- Theatrical release poster
- Directed by: Lois Patiño
- Written by: Lois Patiño
- Story by: Matías Piñeiro; Lois Patiño;
- Based on: The Tempest by William Shakespeare
- Produced by: Rodrigo Areias; Roi Carballido; Beli Martínez;
- Starring: Agustina Muñoz; Irene Escolar; Hugo Torres; José Díaz; Marta Pazos; Susana Salema; César Lima; Filipe Porteiro;
- Cinematography: Ion de Sosa
- Edited by: Lois Patiño
- Distributed by: Atalante Cinema
- Release dates: 1 February 2025 (IFFR); 24 December 2025 (Spain);
- Running time: 104 minutes
- Countries: Spain; Portugal;
- Languages: Spanish; Portuguese; Galician;

= Ariel (2025 film) =

Ariel is a 2025 meta-narrative film directed by Lois Patiño based on the play The Tempest by William Shakespeare. It stars Agustina Muñoz and Irene Escolar. It is a Spanish-Portuguese co-production.

== Plot ==
Argentine actress Agustina travels to the Azores to perform in a play of The Tempest, but she finds the inhabitants of one of the islands to be under a collective enchantment.

== Cast ==
- Agustina Muñoz as Agustina
- Irene Escolar as herself / Ariel
- Agustina Muñoz as Agustina
- Hugo Torres as Stephano
- José Díaz as Trinculo
- Marta Pazos as Voadora
- Susana Salema as Próspero
- César Lima as Calibán 1
- Filipe Porteiro as Calibán 2
- Keven Santos as Xemelgo 1
- Jason Santos as Xemelgo 2
- Ana Odete Pérez as Tía
- Saladin Fernández as Tía
- Laura Rezende as Xulieta
- Elisa Muraro as Romeo

== Production ==
Inspired by the play The Tempest, the film also incorporates to a lesser extent samples from other Shakespeare's works such as Hamlet, Macbeth, and Othello, as well as from Pirandello.
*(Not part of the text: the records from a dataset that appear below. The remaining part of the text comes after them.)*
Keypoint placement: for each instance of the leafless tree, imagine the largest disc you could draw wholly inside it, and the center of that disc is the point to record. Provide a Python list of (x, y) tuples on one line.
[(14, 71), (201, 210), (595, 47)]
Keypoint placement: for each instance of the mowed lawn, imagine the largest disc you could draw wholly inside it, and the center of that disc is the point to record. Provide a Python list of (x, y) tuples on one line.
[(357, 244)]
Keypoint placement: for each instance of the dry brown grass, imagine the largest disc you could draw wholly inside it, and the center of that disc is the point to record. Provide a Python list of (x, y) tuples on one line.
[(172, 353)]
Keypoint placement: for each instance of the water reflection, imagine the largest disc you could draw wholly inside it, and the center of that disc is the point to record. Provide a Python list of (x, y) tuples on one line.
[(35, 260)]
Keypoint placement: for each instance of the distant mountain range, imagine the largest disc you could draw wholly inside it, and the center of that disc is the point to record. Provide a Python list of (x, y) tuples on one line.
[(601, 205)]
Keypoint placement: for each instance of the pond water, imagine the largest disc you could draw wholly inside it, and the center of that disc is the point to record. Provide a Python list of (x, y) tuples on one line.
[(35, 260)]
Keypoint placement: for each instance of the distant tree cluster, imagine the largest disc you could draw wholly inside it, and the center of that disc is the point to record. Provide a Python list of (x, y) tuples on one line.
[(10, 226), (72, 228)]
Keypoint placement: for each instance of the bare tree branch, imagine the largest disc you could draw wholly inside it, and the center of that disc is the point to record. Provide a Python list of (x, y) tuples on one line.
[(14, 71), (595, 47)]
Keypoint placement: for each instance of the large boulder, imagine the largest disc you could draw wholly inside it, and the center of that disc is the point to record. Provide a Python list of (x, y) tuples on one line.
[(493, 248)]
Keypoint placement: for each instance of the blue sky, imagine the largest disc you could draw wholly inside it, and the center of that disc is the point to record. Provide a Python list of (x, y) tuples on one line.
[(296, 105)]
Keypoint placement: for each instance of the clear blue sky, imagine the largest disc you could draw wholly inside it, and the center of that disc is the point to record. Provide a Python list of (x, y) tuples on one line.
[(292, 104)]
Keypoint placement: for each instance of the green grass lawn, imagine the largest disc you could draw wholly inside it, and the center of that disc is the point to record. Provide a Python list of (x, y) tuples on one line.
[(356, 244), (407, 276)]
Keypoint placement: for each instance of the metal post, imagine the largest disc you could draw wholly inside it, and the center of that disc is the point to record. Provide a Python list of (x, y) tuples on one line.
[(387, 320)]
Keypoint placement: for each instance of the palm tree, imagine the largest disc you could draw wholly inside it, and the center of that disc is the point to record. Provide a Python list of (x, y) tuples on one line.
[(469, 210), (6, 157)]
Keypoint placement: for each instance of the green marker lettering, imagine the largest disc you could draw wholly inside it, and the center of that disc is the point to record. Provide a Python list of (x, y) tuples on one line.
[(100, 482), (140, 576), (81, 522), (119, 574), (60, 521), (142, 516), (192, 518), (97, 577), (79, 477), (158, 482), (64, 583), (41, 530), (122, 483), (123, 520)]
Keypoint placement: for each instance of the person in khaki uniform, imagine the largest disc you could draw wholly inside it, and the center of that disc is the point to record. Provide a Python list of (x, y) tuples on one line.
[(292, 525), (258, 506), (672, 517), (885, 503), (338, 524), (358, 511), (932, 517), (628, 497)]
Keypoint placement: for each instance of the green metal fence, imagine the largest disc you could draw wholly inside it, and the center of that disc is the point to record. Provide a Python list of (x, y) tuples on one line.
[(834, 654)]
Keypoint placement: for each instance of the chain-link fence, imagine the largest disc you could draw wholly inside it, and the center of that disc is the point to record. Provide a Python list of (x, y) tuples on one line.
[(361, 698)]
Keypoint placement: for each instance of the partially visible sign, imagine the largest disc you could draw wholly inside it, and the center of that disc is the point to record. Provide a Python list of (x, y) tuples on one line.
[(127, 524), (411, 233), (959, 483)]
Ion de Sosa took over cinematography duties whilst Cora Patiño worked as art director. Shooting took place in the Azores and Galicia from April to May 2023.

== Release ==
Ariel had its world premiere on 1 February 2025 in the section of 54th International Film Festival Rotterdam (IFFR). For its Spanish premiere, it opened the International Film and Visual Arts Festival on 1 July 2025. For its U.S. premiere, it received a screening at the Refocus Film Festival on 11 October 2025. It was also programmed in the section of the 40th Mostra de València, the strand of the 2025 BFI London Film Festival, and the selection of the 63rd Gijón International Film Festival. Distributed by Atalante Cinema, it is scheduled to be released theatrically in Spain on 24 December 2025.

== Reception ==
David Katz of Cineuropa assessed that if you exposed "a good edition of William Shakespeare's complete works to mild hallucinogens, the end result would be something" like the film.